Acute effects of different light spectra on simulated night-shift work without circadian alignment.

Author information

1
a Research Department , Bartenbach GmbH , Aldrans , Austria.
2
b Department of Psychology , University of Innsbruck , Innsbruck , Austria.
3
c Department of Psychology , University of Graz , Graz , Austria.

Abstract

Short-wavelength and short-wavelength-enhanced light have a strong impact on night-time working performance, subjective feelings of alertness and circadian physiology.

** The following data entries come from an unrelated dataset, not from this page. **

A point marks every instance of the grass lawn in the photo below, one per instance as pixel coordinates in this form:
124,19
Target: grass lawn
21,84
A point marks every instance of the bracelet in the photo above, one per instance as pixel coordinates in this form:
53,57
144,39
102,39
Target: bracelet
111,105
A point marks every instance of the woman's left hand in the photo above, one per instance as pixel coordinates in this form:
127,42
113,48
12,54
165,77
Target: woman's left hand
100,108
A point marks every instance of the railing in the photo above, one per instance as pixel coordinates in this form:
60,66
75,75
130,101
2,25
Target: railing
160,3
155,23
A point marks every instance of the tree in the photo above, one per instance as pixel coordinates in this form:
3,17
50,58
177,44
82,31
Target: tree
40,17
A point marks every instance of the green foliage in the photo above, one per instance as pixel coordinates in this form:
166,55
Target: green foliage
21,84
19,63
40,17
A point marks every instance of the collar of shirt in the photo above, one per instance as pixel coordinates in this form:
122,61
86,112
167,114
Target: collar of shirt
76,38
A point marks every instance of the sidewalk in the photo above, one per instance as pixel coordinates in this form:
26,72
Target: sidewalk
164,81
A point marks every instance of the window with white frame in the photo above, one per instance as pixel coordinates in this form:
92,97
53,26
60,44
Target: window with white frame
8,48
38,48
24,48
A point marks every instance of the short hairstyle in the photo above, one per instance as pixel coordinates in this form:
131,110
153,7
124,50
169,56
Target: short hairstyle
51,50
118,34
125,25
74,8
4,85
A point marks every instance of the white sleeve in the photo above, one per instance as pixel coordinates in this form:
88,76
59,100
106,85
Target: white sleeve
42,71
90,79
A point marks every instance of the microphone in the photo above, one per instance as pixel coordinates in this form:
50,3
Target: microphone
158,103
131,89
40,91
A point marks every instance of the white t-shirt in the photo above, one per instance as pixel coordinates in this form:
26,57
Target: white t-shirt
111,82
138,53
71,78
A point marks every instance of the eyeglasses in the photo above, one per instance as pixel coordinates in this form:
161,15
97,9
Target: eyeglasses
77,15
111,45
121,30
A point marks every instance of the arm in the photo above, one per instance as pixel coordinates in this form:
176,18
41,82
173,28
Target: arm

In the present study, we investigated acute effects of white light sources with varied reduced portions of short wavelengths on cognitive and visual performance, mood and cardiac output.Thirty-one healthy subjects were investigated in a balanced cross-over design under three light spectra in a simulated night-shift paradigm without circadian adaptation.Exposure to the light spectrum with the largest attenuation of short wavelengths reduced heart rate and increased vagal cardiac parameters during the night compared to the other two light spectra without deleterious effects on sustained attention, working memory and subjective alertness. In addition, colour discrimination capability was significantly decreased under this light source.To our knowledge, the present study for the first time demonstrates that polychromatic white light with reduced short wavelengths, fulfilling current lighting standards for indoor illumination, may have a positive impact on cardiac physiology of night-shift workers without detrimental consequences for cognitive performance and alertness.

KEYWORDS:

Short wavelength; alertness; heart rate; heart rate variability; light spectrum; mood; shift work; simulated night-shift; sustained attention; visual performance; working memory

PMID:
27579732
DOI:
10.1080/07420528.2016.1222414
[Indexed for MEDLINE]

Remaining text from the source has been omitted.